We acknowledge the importance to follow our responsible purchasing practice policy. We agreed with some suppliers on longer lead times due to the lockdown in some countries. All PUMA orders completed were paid in full. We cancelled very few (less than 1%) orders, for which materials were paid to the manufacturers. PUMA did not ask for discounts on orders.
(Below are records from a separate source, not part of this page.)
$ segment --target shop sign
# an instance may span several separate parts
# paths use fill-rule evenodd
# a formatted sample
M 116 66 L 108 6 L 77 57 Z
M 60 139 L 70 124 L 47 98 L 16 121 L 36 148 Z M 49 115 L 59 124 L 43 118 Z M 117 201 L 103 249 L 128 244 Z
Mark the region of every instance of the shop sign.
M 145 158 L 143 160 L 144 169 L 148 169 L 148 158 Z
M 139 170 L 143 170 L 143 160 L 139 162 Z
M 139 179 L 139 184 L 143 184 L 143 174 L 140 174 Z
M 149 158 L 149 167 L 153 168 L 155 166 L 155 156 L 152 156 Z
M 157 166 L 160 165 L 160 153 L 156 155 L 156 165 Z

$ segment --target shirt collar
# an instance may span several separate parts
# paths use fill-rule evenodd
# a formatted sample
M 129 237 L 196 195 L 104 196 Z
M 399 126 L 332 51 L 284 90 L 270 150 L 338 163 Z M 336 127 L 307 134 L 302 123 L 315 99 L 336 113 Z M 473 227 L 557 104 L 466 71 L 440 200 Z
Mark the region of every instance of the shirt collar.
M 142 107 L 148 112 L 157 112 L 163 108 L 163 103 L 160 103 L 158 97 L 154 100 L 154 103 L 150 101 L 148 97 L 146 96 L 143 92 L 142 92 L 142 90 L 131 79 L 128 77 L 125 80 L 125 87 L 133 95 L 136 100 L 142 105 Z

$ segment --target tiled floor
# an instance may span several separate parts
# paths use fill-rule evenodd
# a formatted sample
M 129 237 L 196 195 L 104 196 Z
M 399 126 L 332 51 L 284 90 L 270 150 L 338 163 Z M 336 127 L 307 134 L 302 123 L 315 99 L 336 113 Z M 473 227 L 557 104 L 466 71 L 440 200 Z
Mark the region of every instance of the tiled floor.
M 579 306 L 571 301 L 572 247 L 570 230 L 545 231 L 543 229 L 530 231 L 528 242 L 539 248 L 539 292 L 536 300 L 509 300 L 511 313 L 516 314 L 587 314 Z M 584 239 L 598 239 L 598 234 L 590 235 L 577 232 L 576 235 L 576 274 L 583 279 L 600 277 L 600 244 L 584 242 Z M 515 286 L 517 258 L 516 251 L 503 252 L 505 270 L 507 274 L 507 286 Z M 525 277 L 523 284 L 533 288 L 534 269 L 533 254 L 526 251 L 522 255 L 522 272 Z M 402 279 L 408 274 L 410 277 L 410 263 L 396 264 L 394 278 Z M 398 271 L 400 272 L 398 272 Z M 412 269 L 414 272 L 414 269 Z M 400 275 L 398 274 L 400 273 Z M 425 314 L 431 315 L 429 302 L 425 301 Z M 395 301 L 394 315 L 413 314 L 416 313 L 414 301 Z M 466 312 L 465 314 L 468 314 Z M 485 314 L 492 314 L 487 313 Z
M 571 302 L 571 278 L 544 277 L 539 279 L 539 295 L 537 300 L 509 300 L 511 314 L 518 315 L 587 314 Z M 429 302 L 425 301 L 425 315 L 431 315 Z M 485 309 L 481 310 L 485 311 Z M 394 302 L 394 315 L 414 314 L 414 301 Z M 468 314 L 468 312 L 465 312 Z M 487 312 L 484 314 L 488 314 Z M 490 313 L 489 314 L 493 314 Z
We have been keeping an open dialogue with our manufacturers to evaluate any risk related to any factory work suspension, workers’ layoffs, wage payments, overtime hours and working conditions. Our direct hotline with workers and organizations representing them all along remained open and any workers concerns were responded and addressed. We have been working closely with the ILO Better Work Program to ensure workers are treated fair and acknowledge the Fair Labor Association guidance. We  closely followed up that any work suspension or retrenchment procedure was paid to workers as per law to workers. PUMA deferred or advanced some orders in a dialogue with our suppliers to make sure they have production in months which were critical for them, so they could maintain as much as possible workers’ employment and wages or rehire previously dismissed workers.

We have guided our manufacturers to follow strictly their respective government instructions to protect workers health. To address the absence of Health instruction in some countries, we shared the International Labor Organization guidelines on prevention and remediation of COVID-19 at work.